Com tudo isso somado, muitos seres ligados ao ambiente oceânico (como peixes, aves marinhas, tartarugas marinhas e águas-vivas) podem ser deslocados de seus habitats, enquanto outros ficam sujeitos a espécies invasoras. No Atlântico Norte, já foram detectados deslocamentos de 30 quilômetros por década, rumo ao polo, de sardinhas, anchovas, arenques e cavalas. Como mais de 550 tipos de peixes e invertebrados marinhos já são considerados ameaçados, o aquecimento dos oceanos deverá incrementar o declínio de algumas espécies.
Perda de cor
O texto se debruça sobre o caso dos recifes de coral, que dão suporte a cerca de 25% das espécies marinhas. Vários deles sofreram branqueamento porque a constância de temperaturas mais elevadas leva o coral a expelir as algas que lhe dão cor, clareando-se e, por fim, morrendo. Nos últimos 30 anos, os casos de branqueamento registrados nos corais triplicaram, com destaque para o ocorrido na Grande Barreira de Coral, no litoral australiano. Além disso, a acidificação dos oceanos (o aumento da acidez da água causado pela maior absorção de gás carbônico) está deixando cada vez mais difícil, para animais como caranguejos, camarões e mariscos, a tarefa de formar suas conchas de carbonato de cálcio.

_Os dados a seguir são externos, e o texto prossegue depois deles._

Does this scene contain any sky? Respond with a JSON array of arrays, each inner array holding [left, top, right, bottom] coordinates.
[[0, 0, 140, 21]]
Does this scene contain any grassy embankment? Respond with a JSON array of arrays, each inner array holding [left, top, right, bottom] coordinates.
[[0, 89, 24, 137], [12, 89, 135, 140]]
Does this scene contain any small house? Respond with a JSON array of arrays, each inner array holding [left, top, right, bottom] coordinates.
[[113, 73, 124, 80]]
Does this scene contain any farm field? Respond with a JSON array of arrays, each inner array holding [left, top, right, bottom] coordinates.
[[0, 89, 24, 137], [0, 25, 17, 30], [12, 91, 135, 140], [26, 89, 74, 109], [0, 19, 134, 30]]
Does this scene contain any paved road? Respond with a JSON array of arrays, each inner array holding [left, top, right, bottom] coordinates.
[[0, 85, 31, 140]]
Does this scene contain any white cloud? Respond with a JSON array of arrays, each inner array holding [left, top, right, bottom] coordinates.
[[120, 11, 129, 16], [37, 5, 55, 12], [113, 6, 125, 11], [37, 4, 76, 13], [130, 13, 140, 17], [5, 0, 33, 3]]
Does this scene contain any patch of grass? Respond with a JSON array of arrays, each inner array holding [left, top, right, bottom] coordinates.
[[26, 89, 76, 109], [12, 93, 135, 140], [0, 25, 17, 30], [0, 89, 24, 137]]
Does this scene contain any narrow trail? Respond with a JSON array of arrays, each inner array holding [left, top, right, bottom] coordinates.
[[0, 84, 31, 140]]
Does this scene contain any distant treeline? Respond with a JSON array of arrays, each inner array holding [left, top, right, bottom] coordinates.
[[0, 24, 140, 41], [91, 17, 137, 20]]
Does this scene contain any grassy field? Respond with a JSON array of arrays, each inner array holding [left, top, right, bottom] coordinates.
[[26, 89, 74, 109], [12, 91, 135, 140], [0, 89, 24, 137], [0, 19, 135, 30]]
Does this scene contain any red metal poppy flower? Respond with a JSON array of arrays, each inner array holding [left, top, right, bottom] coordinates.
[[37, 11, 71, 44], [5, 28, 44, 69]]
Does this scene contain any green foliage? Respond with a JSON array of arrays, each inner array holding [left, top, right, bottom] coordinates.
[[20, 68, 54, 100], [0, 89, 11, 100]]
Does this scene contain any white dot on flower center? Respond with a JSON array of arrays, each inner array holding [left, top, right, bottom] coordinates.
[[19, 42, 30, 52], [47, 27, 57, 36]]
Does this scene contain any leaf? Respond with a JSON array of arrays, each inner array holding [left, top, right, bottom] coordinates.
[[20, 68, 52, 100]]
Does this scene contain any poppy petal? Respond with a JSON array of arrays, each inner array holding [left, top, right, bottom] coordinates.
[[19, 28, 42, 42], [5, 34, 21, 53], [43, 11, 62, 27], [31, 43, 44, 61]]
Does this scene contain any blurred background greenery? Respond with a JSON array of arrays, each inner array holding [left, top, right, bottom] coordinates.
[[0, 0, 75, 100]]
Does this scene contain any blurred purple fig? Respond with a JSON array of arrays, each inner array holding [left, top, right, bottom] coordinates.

Coral branqueado por causa do aquecimento do oceano
A pesca, que representa o sustento básico de cerca de 4,3 bilhões de pessoas, será duramente afetada pelas mudanças nos mares caso as emissões de gases-estufa não caiam radicalmente. No Sudeste da Ásia, por exemplo, o volume pescado poderá cair cerca de 33% até 2050. O assunto preocupa bastante, já que até 2050 se espera que a população mundial passe dos atuais 7 bilhões de pessoas para 9 bilhões. Outro perigo citado no texto é a propagação de doenças que o aquecimento oceânico vai facilitar. Os pesquisadores apontam uma relação entre a proliferação de espécies de algas nocivas, que podem causar intoxicação alimentar, e o vibrião do cólera.
As águas mais quentes poderiam ainda liberar bilhões de toneladas de metano (o mais danoso dos gases-estufa) congelado no fundo do mar, o que elevaria fortemente as temperaturas. O desastre poderá ocorrer mesmo se houver um corte drástico de emissões de gases-estufa, já que essa redução demoraria a produzir consequências perceptíveis.
O relatório recomenda a expansão das áreas protegidas dos oceanos e, sobretudo, a redução do volume de gases-estufa emitido pela atividade humana. “O aquecimento dos oceanos é um dos maiores desafios ocultos desta geração – e um para o qual estamos totalmente despreparados”, diz Inger Andersen, diretora-geral da IUCN. “A única forma de preservar a rica diversidade de vida marinha e salvaguardar a proteção e os recursos que o oceano nos oferece é cortar as emissões de gases de efeito estufa rápida e substancialmente.”